The organizational structure of a department of the Government of India.

Additional secretary is the overall in charge with the necessary measure of independent functioning and responsibility of the wing of the department allocated and entrusted to him. An additional secretary in charge of administration also exercises all administrative powers as head of the department wing of the ministry/department.

Additional secretaries and joint secretaries are responsible for filing all affidavits and responses before the Supreme Court of India.

The Prime Minister of India is the final authority on posting and transfer of officers of additional secretary level. Additional secretaries report to their departmental secretary and ministerial/departmental cabinet minister.

== Position ==
In the Union government, the members head department wings in the departments and ministries of Union Government.

Government nominated board members in the Central Public Sector Enterprises/Public Sector Undertakings are either of the rank of additional secretary or joint secretary.

According to the Seventh Central Pay Commission of India, IAS officers hold 98 out of 107 positions of additional secretary in the Government of India.

== Emolument, accommodation and perks ==

An Indian Diplomatic Passport and an Official Passport generally issued to Additional Secretary (GOI).

All additional secretaries to Government of India are eligible for a diplomatic passport. They are allotted Type-V (D-II and D-I) and Type-VI (C-II) apartments in areas like New Moti Bagh across Delhi by the Ministry of Urban Development (Directorate of Estates).

The salary and emolument in this rank is equivalent to Principal staff officers (PSO) of the rank of Major general and certain officers not PSOs, but in lieutenant general and equivalent ranks in Indian Armed Forces.

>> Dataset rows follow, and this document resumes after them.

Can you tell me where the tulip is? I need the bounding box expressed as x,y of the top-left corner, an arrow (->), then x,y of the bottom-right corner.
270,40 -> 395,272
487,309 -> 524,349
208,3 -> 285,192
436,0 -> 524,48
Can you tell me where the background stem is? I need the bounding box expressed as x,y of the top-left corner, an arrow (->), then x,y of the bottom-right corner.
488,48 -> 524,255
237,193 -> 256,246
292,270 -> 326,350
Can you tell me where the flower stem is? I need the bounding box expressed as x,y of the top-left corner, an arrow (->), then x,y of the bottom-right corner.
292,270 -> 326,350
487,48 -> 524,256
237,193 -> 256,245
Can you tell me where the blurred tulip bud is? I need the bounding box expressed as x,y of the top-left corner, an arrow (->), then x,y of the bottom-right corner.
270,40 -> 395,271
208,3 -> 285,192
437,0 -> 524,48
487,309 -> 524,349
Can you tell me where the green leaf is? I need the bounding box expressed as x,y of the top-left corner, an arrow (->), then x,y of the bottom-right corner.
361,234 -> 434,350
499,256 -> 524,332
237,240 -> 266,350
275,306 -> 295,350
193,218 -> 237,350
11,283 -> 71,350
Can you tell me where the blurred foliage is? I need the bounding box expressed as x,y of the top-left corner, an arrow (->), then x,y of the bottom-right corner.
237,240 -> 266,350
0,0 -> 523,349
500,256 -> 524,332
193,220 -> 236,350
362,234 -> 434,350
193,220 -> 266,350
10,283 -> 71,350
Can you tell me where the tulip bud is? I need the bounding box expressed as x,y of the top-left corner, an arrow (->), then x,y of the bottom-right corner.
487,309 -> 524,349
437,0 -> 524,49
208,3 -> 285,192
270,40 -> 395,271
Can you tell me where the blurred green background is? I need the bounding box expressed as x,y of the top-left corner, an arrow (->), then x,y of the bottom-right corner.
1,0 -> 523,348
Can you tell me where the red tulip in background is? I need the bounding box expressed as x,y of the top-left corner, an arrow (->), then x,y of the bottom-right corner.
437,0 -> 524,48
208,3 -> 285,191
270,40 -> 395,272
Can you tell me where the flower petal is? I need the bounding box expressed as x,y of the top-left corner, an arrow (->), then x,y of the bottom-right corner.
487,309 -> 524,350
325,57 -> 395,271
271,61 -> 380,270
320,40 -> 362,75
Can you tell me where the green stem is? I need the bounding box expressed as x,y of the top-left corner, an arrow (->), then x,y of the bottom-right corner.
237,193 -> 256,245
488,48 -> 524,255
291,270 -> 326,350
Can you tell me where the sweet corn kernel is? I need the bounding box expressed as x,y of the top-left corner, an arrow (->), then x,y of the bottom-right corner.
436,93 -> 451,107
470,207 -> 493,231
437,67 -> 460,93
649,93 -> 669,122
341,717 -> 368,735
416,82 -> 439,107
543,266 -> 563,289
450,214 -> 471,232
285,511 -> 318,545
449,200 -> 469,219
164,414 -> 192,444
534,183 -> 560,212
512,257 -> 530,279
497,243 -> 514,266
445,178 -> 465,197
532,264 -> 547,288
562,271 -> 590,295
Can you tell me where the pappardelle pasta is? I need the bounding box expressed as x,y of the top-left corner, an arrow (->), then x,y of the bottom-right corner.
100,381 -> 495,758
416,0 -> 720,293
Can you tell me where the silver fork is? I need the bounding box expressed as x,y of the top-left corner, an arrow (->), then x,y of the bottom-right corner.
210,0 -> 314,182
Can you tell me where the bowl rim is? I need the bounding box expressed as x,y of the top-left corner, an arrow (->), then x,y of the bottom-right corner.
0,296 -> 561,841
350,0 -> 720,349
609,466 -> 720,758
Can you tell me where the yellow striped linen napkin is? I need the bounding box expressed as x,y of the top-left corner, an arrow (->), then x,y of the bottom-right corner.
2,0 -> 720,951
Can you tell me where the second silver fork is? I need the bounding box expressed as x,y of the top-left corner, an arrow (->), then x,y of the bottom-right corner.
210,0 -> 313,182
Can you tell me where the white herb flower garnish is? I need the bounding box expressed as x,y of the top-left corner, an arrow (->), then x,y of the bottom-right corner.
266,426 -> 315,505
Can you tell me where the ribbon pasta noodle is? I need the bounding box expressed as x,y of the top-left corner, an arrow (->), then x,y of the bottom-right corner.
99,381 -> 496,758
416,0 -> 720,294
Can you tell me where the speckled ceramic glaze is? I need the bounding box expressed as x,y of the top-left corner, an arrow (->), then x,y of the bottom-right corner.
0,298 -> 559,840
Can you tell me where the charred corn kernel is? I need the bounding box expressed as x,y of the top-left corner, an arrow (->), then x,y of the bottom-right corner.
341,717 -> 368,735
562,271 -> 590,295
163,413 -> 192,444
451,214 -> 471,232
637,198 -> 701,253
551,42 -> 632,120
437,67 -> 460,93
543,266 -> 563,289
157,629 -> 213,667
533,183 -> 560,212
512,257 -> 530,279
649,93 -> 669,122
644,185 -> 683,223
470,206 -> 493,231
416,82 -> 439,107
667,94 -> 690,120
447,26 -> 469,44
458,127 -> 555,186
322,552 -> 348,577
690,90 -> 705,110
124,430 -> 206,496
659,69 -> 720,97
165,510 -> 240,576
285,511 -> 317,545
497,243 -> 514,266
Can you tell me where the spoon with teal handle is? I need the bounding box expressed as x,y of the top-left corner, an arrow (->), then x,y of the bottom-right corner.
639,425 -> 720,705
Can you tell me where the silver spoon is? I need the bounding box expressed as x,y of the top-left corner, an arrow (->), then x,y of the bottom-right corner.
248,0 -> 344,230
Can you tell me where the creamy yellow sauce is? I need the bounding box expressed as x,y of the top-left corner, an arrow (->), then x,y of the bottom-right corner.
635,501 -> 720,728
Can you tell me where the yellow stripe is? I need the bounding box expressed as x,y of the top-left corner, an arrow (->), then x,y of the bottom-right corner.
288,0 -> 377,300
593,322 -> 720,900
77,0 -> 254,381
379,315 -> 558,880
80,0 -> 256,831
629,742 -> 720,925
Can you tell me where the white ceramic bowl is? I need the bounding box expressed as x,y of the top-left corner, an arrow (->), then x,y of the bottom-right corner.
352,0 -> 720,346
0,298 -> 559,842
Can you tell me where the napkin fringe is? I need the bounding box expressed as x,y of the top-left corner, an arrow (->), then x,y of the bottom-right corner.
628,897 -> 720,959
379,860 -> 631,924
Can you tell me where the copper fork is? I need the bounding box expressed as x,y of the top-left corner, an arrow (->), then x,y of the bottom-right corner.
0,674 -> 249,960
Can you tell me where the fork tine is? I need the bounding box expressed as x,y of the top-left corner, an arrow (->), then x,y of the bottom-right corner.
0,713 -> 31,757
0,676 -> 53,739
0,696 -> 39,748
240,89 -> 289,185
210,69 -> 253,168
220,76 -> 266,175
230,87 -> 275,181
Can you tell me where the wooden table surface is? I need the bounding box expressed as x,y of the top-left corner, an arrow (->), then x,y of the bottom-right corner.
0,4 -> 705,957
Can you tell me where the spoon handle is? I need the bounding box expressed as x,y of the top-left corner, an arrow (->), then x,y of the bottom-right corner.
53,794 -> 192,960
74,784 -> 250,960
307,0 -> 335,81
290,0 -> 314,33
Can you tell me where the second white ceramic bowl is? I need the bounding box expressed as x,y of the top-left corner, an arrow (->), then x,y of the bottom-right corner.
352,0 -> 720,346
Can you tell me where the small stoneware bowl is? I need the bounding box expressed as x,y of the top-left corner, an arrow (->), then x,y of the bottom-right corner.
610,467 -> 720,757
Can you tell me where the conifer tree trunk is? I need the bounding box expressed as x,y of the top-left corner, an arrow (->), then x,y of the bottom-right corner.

Additional Secretary, GoI monthly pay and allowances
| Base Salary as per 7th Pay Commission (Per month) | Level on Pay Matrix | Sources |
|---|---|---|
| ₹182,200 (US$1,900) (Minimum Pay) to ₹224,100 (US$2,300) (Maximum Pay) | Level 15 |  |

== Reforms and challenges ==
Non-IAS civil services have complained to Government of India because of lack of empanelment in the rank/post of additional secretary on numerous occasions.
===Lateral entry===
During the tenure of Prime Minister Manmohan Singh, a new post was created named "Spokesman and Media Advisor to the Prime Minister", which was equivalent to this rank in Prime Minister's Office, where Sanjaya Baru served from 2004-2008.